Introduction

In the world of finance, understanding the characteristics of probability distributions is essential for effective risk assessment and decision-making. The first two moments, namely the mean $(\mu)$ and variance $(\sigma^2)$, are commonly used to describe distributions. However, when dealing with non-normal distributions, relying solely on these moments can lead to inadequate insights. This chapter delves into the limitations of using only the mean and variance to depict non-normal distributions and explores scenarios where additional measures are needed.

Limitations of Mean and Variance for Non-Normal Distributions

While the mean provides a central tendency measure and the variance indicates the dispersion of data points around the mean, non-normal distributions can exhibit behaviors that escape characterization through these moments alone.
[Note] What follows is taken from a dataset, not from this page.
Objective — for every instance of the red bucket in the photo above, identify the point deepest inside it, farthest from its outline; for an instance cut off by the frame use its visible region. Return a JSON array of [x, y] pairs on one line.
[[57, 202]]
Non-normal distributions might possess asymmetry, heavy tails, or unusual shapes that cannot be fully captured by the mean and variance.

For instance, consider the case of financial returns data. A stock’s return distribution might have heavy tails, indicating the possibility of extreme events occurring more frequently than in a normal distribution. In such cases, the mean and variance fail to convey the potential impact of these extreme events on portfolio performance.

Skewness and Kurtosis as Additional Measures

To address the limitations of the mean and variance, additional statistical measures come into play. Skewness and kurtosis are two such measures that provide insights into distribution shape and tail behavior.

• Skewnees: Skewness indicates the asymmetry of a distribution. Positive skewness implies a longer right tail, while negative skewness indicates a longer left tail. In financial terms, positive skewness might indicate that the potential for positive returns is higher than for negative returns, which can be seen in certain option strategies.

• Kurtosis: Kurtosis measures the thickness of tails relative to a normal distribution. High kurtosis suggests heavy tails, indicating the potential for extreme events. Low kurtosis suggests light tails, indicating a more concentrated distribution. In finance, understanding kurtosis is crucial for managing tail risk, especially in portfolios where extreme events can significantly impact performance.